What can you tell me about Kim Wolhuter from “Man, Cheetah, Wild”?
—Eric Plunkett, Boston, Massachusetts
Kim Wolhuter, who was born and raised in Skukuza in the Kruger National Park, in South Africa, comes by his love of the wild from both his grandfather and father, who were rangers. After graduating from school, he completed his two-year compulsory national service, which he fulfilled in the South African mounted infantry, fighting guerrilla warfare on the then-South West African/Angola border.
He was then free to enter the wildlife arena — he has a degree in Grassland Science — managing a game farm in Botswana. He later served as Senior Warden of Mlawula Nature Reserve in Swaziland, prior to fortuitously meeting filmmaker Richard Goss, who suggested they work together. A career filming wildlife was something that Wolhuter had never considered and one he took to immediately.
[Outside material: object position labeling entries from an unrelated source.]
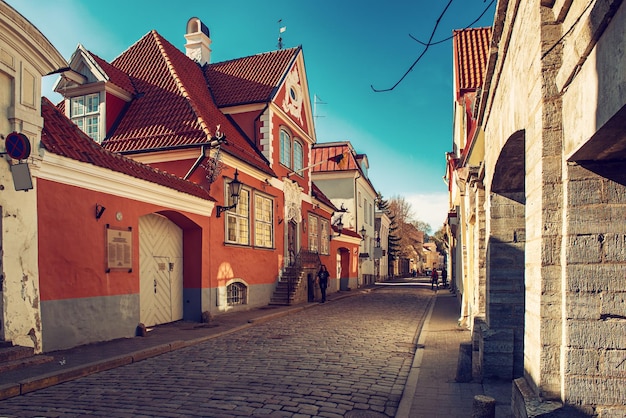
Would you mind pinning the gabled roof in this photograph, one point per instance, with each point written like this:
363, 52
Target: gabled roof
62, 137
324, 157
318, 194
117, 77
471, 49
173, 107
253, 79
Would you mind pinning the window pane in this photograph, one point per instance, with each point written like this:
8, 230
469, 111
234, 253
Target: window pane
92, 127
78, 106
237, 221
324, 231
93, 101
285, 149
313, 234
263, 221
297, 157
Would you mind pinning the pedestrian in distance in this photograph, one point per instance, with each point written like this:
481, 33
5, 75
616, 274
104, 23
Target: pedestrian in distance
322, 277
434, 279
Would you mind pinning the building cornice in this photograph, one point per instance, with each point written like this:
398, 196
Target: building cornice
73, 173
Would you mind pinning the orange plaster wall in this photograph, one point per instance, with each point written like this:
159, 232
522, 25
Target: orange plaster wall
281, 171
254, 265
280, 97
72, 243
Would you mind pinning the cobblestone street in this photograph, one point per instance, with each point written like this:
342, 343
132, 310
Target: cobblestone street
353, 355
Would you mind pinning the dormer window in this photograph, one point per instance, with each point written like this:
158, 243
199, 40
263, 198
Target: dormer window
85, 113
291, 152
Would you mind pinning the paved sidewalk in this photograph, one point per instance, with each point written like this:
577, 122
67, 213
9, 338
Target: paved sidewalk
431, 390
93, 358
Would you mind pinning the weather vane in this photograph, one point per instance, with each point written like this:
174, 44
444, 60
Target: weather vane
281, 29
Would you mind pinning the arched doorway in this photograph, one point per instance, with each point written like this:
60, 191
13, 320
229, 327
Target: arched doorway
343, 268
160, 270
505, 264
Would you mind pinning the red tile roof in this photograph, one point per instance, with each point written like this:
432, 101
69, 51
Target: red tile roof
62, 137
253, 79
116, 76
173, 107
471, 49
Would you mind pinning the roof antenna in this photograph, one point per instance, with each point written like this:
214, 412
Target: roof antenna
316, 101
281, 29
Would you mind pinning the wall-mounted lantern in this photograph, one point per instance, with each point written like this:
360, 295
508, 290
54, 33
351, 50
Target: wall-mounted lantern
234, 188
339, 225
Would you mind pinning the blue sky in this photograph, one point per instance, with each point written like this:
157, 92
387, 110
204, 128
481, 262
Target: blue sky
349, 46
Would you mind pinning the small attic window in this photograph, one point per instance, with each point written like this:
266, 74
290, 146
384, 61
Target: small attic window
193, 25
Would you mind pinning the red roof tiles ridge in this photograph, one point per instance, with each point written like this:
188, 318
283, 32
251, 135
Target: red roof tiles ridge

After working with Goss for six years, Wolhuter, 54, went out on his own, creating Wildhooters Production Company, which documents southern African wildlife.
“Man, Cheetah, Wild” for the Discovery channel is his most recent project. Unlike other natural history cameramen, Wolhuter doesn’t film from a Jeep or a hideaway. He films on foot. For this special, he walks with cheetahs, he hunts with cheetahs, and he sleeps with cheetahs.
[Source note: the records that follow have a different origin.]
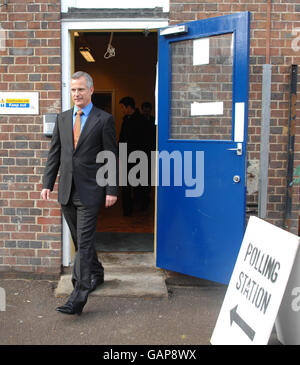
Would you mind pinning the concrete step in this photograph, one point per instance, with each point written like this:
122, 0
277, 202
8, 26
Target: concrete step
125, 275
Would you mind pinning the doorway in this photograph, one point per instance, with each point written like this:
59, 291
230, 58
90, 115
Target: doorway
131, 71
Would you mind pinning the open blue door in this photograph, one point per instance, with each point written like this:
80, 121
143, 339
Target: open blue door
202, 130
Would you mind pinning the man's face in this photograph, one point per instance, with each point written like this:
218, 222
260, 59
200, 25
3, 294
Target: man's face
124, 109
81, 94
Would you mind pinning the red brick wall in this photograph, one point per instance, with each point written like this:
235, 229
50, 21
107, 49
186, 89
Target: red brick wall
30, 229
285, 17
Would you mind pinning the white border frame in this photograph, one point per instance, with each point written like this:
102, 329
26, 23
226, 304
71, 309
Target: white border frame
68, 25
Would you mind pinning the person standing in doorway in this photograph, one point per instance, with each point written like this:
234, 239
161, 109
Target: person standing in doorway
79, 135
131, 134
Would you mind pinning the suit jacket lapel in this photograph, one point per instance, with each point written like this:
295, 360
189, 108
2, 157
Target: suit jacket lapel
68, 123
91, 121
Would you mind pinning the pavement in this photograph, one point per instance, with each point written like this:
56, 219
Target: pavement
184, 313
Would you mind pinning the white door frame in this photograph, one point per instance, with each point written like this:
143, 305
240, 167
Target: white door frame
68, 25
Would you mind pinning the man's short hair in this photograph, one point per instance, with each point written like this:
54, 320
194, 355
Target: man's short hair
128, 100
88, 78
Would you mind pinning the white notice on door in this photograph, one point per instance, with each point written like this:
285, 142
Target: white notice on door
256, 286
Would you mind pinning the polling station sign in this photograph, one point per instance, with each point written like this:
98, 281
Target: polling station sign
257, 285
19, 103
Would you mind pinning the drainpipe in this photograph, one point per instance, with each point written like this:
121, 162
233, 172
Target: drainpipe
291, 148
265, 122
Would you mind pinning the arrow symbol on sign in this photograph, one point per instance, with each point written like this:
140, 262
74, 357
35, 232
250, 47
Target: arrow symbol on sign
234, 317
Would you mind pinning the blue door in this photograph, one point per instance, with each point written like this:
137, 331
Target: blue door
202, 130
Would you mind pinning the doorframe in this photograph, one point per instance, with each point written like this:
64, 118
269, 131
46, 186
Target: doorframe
68, 26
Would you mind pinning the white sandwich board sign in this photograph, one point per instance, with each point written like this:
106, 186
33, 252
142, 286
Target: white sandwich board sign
257, 285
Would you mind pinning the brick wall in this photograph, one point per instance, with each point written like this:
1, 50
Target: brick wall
285, 17
30, 229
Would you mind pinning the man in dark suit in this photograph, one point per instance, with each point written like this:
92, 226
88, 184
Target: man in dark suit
79, 135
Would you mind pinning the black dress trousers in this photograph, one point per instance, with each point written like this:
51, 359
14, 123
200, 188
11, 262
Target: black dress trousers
82, 222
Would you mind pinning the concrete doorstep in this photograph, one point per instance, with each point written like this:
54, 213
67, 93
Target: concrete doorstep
125, 275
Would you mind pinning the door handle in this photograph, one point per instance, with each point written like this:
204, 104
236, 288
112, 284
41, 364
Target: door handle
238, 149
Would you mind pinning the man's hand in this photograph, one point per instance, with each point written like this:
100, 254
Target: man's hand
110, 200
45, 194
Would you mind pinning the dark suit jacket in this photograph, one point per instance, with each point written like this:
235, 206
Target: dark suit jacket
98, 134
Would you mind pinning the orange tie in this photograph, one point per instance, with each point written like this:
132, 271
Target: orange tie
77, 127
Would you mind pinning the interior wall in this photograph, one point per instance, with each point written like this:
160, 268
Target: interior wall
130, 73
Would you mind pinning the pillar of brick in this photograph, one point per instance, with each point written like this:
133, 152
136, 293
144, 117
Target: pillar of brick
30, 229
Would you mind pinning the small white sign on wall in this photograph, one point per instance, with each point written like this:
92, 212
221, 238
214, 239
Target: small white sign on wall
256, 286
19, 102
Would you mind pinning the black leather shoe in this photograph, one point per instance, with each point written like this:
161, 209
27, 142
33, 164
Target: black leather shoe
69, 308
95, 282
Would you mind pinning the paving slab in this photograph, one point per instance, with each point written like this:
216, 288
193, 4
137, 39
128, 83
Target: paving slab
126, 275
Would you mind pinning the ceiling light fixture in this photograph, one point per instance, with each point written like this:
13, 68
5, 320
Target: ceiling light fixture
86, 53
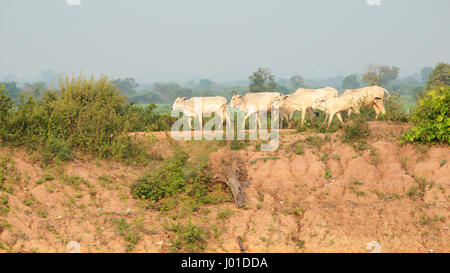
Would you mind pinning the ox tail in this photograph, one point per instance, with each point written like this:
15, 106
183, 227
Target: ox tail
385, 91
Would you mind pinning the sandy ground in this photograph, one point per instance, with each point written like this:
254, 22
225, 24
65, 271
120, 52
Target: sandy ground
331, 198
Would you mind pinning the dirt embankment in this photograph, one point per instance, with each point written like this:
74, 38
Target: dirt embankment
314, 194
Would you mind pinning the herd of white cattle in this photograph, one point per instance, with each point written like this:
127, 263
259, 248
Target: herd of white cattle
304, 100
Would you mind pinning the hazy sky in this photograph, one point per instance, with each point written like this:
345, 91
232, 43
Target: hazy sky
220, 39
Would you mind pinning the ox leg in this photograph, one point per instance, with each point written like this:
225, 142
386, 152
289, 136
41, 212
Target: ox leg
223, 118
190, 123
245, 119
340, 117
330, 118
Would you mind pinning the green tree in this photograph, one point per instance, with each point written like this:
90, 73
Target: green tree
296, 81
439, 77
380, 75
431, 118
206, 84
262, 81
351, 82
12, 89
126, 86
425, 73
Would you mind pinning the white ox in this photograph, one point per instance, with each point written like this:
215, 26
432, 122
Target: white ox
304, 99
369, 96
254, 103
333, 106
205, 105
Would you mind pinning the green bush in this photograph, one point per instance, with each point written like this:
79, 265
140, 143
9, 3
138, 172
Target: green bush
84, 114
394, 110
356, 130
431, 118
165, 181
189, 238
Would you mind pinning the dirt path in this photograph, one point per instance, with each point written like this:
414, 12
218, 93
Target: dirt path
325, 197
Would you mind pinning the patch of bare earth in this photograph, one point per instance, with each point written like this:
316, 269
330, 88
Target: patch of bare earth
325, 198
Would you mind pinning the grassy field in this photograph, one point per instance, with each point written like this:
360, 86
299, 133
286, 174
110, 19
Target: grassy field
161, 108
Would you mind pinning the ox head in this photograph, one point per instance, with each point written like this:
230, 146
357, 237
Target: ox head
236, 100
179, 103
319, 104
280, 101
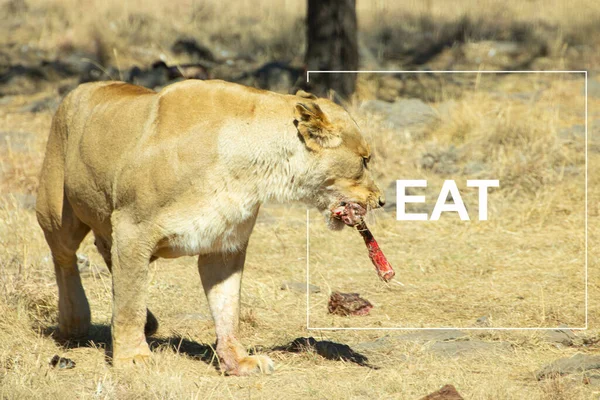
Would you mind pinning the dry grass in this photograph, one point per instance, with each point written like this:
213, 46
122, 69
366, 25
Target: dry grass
524, 267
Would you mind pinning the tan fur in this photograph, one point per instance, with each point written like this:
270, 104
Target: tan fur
184, 172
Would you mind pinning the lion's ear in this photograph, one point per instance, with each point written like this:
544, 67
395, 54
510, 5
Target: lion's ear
306, 95
315, 128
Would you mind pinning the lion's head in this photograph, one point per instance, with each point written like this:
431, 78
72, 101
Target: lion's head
339, 161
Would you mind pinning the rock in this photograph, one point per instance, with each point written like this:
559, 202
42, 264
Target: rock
300, 287
483, 321
447, 392
437, 335
345, 304
454, 349
560, 336
412, 117
61, 362
573, 365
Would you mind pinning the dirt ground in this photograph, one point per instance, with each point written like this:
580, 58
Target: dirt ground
523, 268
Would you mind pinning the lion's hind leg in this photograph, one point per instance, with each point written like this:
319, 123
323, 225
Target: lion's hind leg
104, 248
64, 239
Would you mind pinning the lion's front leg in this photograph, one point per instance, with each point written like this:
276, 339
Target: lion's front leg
221, 276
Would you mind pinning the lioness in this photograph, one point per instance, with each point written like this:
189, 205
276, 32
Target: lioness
183, 172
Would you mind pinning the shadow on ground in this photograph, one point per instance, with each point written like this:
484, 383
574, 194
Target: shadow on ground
99, 337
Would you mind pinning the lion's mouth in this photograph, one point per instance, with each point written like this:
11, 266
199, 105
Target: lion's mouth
352, 215
349, 213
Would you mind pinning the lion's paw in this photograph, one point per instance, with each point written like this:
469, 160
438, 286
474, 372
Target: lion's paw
255, 365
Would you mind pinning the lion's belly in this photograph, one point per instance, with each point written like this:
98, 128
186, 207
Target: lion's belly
206, 232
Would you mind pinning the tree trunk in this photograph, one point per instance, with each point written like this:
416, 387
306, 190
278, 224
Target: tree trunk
332, 46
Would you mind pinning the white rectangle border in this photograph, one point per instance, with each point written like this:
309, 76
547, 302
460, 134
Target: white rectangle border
585, 72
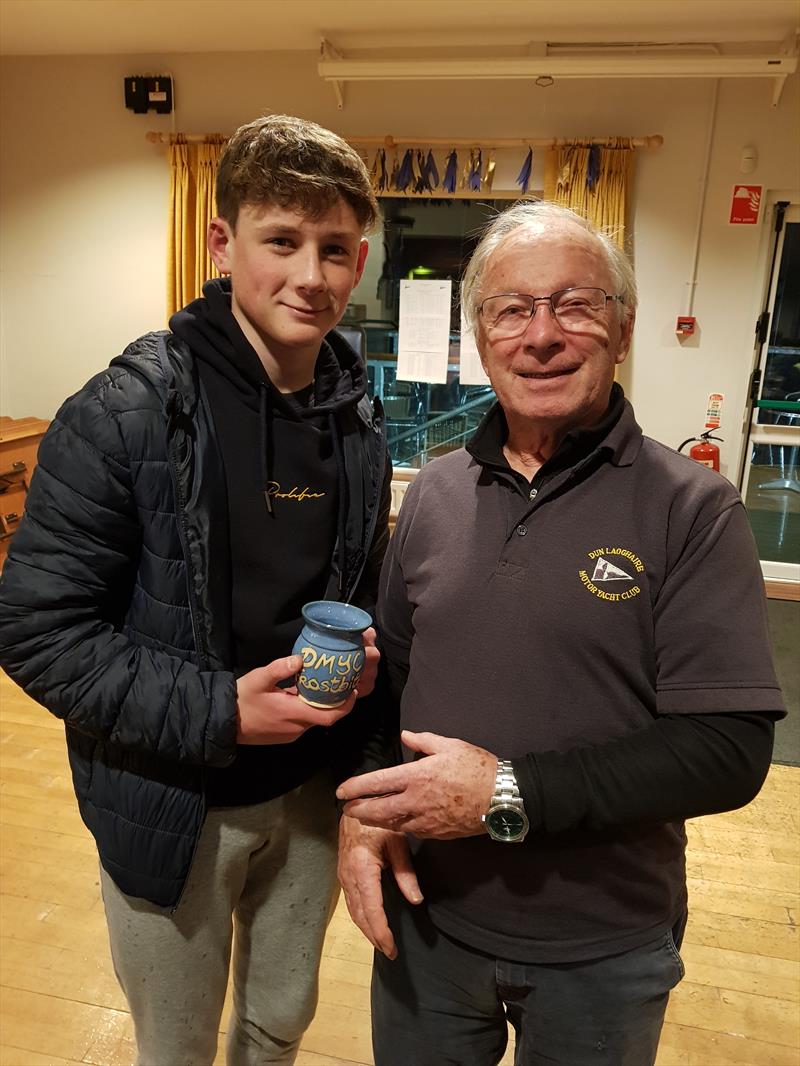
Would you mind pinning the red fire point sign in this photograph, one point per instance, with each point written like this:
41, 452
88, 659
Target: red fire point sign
745, 206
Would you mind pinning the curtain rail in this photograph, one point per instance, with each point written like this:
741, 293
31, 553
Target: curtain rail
655, 141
“I’ve spent so much time with them, they’ve gotten to know me and I’ve gotten to know them,” he says. “There’s never actually been a case where cheetah have killed a person. So of all the predators — the lions, leopards, wild dogs, hyenas — the cheetah are the most timid. They would rather run away from something than confront it, even though, yes, they do bring down antelope and things. But those animals are running away from them. I don’t run away from them. I present myself in a respectful manner, but also in a confident manner, and they respect that.”
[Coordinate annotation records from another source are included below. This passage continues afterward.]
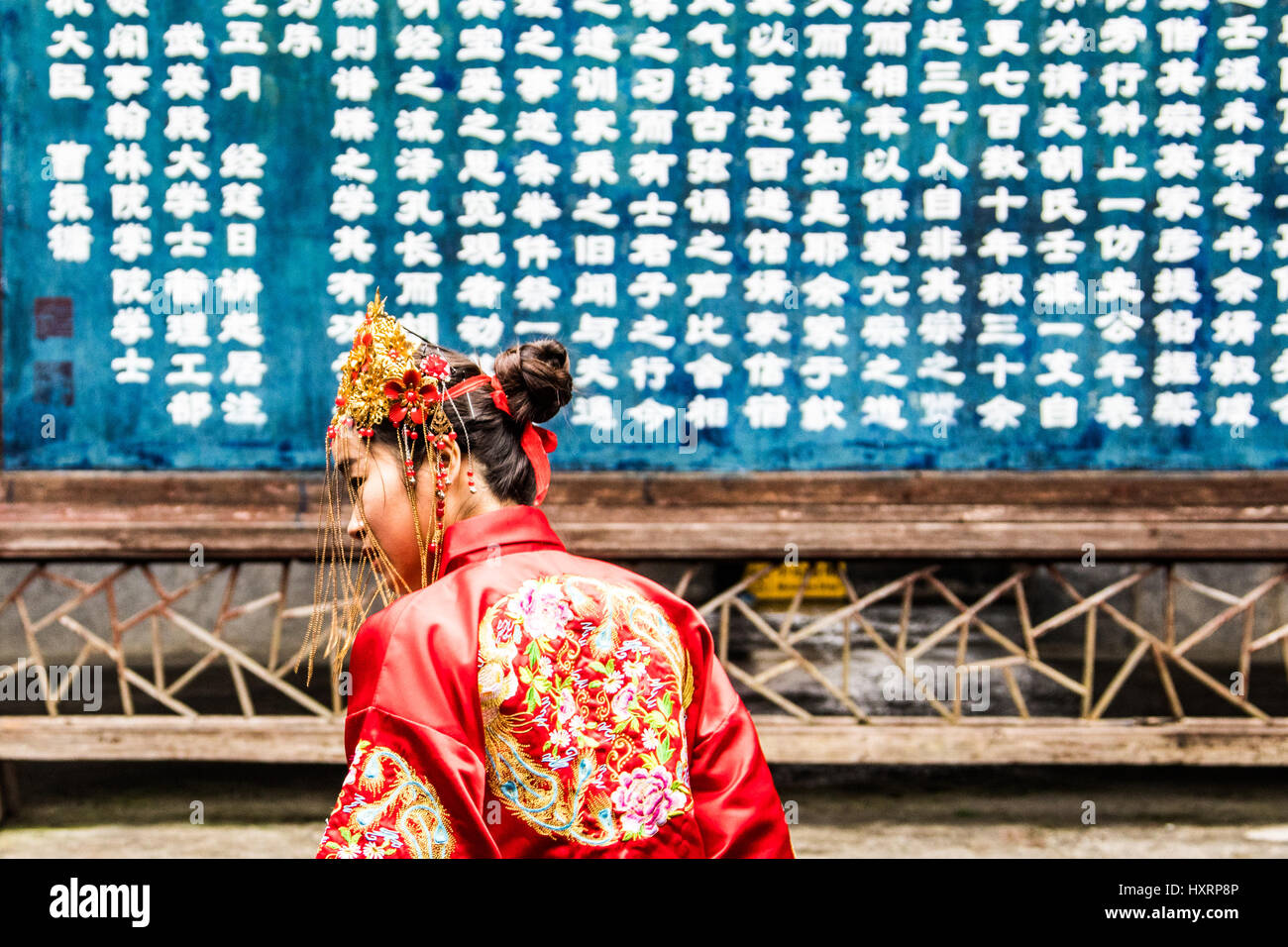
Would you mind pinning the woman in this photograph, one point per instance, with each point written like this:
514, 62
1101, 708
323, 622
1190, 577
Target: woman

As part of blending with the cheetah, Wolhuter, who does admit that he could not work in the same manner with lions as they are much more dangerous predators, doesn’t wear shoes when he is in the bush. One reason is to be in tune with the cheetah, but another is it allows him to hark back to an earlier time and live with the creatures like ancient man did.
“By having shoes on, you miss a lot,” he says. “These are all soft-footed animals, the predators, so they’re standing on a lot of thorns and rough ground. [If you are wearing shoes,] you don’t feel that. And the temperature. On really hot days, obviously, the cheetah are resting in the shade. But sometimes they move quite quickly from shade to shade, and when I’m barefoot, I realize why. The ground is 150 degrees or more.”
Wolhuter, who resides in Zimbabwe, is married with an 11-year-old daughter Savannah.